The Alexander Kofkin Faculty of Engineering, Bar Ilan University, 5290002, Ramat Gan, Israel.
Bar Ilan Institute of Nanotechnology and Advanced Materials, Bar Ilan University, 5290002, Ramat Gan, Israel.
Genome Res. 2023 Jan;33(1):71-79. doi: 10.1101/gr.276683.122. Epub 2022 Dec 16.

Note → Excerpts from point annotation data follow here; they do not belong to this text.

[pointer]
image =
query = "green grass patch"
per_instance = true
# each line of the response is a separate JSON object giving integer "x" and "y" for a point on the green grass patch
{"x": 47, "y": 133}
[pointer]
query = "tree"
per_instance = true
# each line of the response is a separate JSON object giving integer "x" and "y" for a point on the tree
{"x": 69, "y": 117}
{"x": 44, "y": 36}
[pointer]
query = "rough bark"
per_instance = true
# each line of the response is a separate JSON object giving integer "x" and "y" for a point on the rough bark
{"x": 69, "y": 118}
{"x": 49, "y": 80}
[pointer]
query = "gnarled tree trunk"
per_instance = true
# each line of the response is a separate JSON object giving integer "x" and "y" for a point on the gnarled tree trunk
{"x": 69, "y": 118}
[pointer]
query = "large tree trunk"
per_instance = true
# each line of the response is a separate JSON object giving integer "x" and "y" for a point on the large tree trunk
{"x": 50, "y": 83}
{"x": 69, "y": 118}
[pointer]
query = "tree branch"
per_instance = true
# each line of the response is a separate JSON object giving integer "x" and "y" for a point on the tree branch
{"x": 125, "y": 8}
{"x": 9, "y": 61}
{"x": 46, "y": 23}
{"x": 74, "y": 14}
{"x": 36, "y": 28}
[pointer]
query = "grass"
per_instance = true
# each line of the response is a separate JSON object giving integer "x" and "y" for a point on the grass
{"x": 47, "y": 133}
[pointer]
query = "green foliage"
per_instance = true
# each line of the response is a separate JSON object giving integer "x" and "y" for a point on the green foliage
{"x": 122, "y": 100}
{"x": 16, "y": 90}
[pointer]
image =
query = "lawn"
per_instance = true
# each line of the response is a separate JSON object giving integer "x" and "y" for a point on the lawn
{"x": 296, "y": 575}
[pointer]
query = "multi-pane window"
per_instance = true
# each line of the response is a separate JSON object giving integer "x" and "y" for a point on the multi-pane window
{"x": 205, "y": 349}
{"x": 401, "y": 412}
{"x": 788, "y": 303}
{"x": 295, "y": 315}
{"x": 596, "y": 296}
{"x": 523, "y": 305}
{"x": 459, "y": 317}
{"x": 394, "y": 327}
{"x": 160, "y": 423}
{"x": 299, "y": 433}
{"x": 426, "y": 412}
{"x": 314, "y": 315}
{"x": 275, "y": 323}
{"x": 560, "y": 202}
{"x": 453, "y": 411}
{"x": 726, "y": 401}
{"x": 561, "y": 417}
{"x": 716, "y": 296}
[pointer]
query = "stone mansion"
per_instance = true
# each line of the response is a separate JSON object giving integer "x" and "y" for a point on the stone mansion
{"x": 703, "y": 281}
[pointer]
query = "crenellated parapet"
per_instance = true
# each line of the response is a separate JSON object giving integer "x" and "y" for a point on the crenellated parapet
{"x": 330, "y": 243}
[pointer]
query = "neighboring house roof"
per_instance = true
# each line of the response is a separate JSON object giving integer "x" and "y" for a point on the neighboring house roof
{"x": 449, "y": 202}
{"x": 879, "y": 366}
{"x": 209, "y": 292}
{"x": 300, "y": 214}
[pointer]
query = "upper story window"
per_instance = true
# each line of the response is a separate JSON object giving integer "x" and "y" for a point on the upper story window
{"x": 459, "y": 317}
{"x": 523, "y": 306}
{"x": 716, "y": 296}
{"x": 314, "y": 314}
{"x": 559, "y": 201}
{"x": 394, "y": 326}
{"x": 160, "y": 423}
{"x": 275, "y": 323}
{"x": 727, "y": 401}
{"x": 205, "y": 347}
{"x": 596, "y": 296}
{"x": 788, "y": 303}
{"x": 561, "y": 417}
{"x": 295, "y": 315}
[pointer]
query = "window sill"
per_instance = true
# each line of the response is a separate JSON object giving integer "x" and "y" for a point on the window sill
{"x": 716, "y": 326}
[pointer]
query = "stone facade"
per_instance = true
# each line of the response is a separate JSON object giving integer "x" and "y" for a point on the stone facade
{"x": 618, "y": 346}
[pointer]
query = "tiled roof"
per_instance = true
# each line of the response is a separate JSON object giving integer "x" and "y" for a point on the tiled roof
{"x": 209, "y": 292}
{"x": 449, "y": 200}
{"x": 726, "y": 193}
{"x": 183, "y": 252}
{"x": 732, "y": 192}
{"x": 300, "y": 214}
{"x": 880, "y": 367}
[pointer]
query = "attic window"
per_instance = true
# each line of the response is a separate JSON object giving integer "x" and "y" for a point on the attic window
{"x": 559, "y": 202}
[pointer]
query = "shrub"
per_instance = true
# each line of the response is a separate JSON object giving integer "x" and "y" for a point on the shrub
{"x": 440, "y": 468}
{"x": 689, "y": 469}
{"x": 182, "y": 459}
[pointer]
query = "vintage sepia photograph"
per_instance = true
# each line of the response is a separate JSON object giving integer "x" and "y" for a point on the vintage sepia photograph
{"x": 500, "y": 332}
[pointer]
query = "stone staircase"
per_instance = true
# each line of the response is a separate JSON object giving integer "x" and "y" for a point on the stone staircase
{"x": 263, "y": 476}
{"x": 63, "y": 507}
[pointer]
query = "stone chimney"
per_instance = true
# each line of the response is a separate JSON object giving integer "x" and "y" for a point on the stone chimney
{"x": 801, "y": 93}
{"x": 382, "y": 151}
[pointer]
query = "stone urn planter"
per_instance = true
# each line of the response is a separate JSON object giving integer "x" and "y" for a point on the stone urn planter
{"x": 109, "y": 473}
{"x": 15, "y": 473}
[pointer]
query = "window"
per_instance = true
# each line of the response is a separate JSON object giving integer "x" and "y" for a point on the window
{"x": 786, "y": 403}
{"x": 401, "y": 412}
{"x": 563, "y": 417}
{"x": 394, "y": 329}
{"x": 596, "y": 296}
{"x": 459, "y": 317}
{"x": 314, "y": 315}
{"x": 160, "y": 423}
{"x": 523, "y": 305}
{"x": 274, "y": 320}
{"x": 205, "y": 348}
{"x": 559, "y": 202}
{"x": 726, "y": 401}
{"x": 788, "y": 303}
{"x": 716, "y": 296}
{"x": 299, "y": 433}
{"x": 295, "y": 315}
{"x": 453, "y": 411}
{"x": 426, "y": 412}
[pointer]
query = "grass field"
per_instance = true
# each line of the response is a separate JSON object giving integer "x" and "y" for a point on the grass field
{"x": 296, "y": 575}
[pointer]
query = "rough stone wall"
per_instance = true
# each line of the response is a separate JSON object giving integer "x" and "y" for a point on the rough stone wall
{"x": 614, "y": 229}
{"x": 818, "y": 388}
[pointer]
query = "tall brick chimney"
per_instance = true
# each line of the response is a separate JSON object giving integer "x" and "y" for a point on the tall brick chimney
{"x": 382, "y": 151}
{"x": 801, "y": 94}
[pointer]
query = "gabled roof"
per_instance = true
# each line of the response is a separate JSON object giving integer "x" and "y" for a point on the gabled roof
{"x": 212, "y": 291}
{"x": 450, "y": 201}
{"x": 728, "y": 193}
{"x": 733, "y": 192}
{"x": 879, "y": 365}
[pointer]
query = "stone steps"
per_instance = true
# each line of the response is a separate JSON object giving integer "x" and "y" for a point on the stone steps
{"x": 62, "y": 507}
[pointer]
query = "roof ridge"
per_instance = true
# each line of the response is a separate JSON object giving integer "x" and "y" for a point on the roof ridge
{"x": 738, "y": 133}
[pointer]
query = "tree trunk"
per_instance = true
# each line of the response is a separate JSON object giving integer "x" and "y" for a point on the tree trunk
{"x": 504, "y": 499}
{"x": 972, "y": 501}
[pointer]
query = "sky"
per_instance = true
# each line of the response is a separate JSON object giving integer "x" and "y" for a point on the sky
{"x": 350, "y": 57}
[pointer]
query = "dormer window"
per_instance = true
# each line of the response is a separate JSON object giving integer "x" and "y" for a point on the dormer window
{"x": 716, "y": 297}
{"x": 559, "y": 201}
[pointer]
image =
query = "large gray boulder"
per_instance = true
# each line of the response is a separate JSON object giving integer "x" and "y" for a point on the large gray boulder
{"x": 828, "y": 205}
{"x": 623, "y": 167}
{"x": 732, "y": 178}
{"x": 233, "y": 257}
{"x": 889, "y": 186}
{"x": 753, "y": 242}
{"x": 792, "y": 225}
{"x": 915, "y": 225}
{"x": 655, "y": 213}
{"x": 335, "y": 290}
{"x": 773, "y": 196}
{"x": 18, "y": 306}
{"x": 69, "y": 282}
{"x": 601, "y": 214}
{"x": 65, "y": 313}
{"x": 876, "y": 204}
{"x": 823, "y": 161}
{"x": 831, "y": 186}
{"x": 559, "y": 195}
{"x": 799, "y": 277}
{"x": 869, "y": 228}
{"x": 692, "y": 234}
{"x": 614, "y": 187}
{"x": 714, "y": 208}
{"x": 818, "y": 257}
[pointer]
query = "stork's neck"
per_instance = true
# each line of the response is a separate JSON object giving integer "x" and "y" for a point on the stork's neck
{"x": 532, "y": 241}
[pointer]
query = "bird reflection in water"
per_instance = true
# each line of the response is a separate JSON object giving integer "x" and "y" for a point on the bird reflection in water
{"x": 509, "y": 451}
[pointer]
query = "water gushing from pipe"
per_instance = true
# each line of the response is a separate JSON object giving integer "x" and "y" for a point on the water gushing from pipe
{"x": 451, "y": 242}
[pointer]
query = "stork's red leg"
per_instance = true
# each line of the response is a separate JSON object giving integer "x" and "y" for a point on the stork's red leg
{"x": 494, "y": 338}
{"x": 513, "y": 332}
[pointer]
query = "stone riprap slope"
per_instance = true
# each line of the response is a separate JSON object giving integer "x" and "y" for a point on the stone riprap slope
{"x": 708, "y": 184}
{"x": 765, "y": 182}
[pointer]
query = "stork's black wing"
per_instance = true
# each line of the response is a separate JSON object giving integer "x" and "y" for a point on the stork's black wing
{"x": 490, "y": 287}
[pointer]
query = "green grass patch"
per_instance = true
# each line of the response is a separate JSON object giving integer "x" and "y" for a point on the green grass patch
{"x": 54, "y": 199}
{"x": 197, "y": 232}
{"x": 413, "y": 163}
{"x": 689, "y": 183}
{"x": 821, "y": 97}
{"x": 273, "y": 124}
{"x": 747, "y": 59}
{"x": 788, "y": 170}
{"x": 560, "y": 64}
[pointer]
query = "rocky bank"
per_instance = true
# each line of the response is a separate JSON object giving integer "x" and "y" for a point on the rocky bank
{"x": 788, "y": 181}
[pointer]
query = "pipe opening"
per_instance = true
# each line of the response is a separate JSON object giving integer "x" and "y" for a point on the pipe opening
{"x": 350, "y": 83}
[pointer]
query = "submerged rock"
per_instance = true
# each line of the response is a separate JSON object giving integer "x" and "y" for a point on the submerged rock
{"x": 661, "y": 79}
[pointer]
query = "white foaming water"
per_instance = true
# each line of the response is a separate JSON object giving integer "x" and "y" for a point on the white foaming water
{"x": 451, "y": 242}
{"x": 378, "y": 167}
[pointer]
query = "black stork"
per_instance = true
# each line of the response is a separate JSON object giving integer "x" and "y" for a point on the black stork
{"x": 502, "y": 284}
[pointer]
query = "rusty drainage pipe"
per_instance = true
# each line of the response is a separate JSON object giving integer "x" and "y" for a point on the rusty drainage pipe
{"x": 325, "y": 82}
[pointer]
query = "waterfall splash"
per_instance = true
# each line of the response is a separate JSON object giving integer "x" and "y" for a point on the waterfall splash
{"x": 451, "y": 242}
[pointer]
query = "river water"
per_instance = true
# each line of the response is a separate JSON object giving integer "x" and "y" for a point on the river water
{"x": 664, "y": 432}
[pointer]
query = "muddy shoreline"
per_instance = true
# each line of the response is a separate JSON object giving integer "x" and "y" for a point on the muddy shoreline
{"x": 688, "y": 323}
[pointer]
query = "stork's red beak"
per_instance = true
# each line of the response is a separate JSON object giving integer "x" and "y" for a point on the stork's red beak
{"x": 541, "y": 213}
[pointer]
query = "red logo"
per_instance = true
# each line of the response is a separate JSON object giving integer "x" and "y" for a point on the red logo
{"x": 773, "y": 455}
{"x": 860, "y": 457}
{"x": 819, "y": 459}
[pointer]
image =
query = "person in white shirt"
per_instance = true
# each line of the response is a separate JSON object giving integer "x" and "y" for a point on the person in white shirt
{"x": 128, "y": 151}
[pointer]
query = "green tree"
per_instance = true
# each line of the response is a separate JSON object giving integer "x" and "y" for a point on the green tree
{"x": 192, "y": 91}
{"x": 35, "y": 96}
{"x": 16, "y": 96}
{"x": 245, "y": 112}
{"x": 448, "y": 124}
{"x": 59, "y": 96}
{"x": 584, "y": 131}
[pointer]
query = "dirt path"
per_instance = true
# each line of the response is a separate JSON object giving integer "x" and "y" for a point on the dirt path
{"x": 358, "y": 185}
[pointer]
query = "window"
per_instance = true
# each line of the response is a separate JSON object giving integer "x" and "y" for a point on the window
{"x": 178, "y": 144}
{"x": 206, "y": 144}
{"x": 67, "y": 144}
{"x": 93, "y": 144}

Crohn's disease (CD) is a chronic relapsing-remitting inflammatory disorder of the gastrointestinal tract that is characterized by altered innate and adaptive immune function. Although massively parallel sequencing studies of the T cell receptor repertoire identified oligoclonal expansion of unique clones, much less is known about the B cell receptor (BCR) repertoire in CD. Here, we present a novel BCR repertoire sequencing data set from ileal biopsies from pediatric patients with CD and controls, and identify CD-specific somatic hypermutation (SHM) patterns, revealed by a machine learning (ML) algorithm trained on BCR repertoire sequences. Moreover, ML classification of a different data set from blood samples of adults with CD versus controls identified that V gene usage, clusters, or mutation frequencies yielded excellent results in classifying the disease (F1 > 90%). In summary, we show that an ML algorithm enables the classification of CD based on unique BCR repertoire features with high accuracy.
克罗恩病(CD)是一种慢性复发性炎症性胃肠道疾病,其特征是先天和适应性免疫功能改变。尽管对 T 细胞受体库的大规模平行测序研究确定了独特克隆的寡克隆扩增,但对 CD 中的 B 细胞受体(BCR)库知之甚少。在这里,我们展示了来自儿科 CD 患者和对照者回肠活检的新型 BCR 库测序数据集,并通过在 BCR 库序列上训练的机器学习(ML)算法鉴定了 CD 特异性体细胞高频突变(SHM)模式。此外,使用来自成人 CD 与对照者血液样本的不同数据集的 ML 分类表明,V 基因使用、聚类或突变频率在疾病分类中产生了极好的结果(F1>90%)。总之,我们表明,机器学习算法能够基于独特的 BCR 库特征以高精度对 CD 进行分类。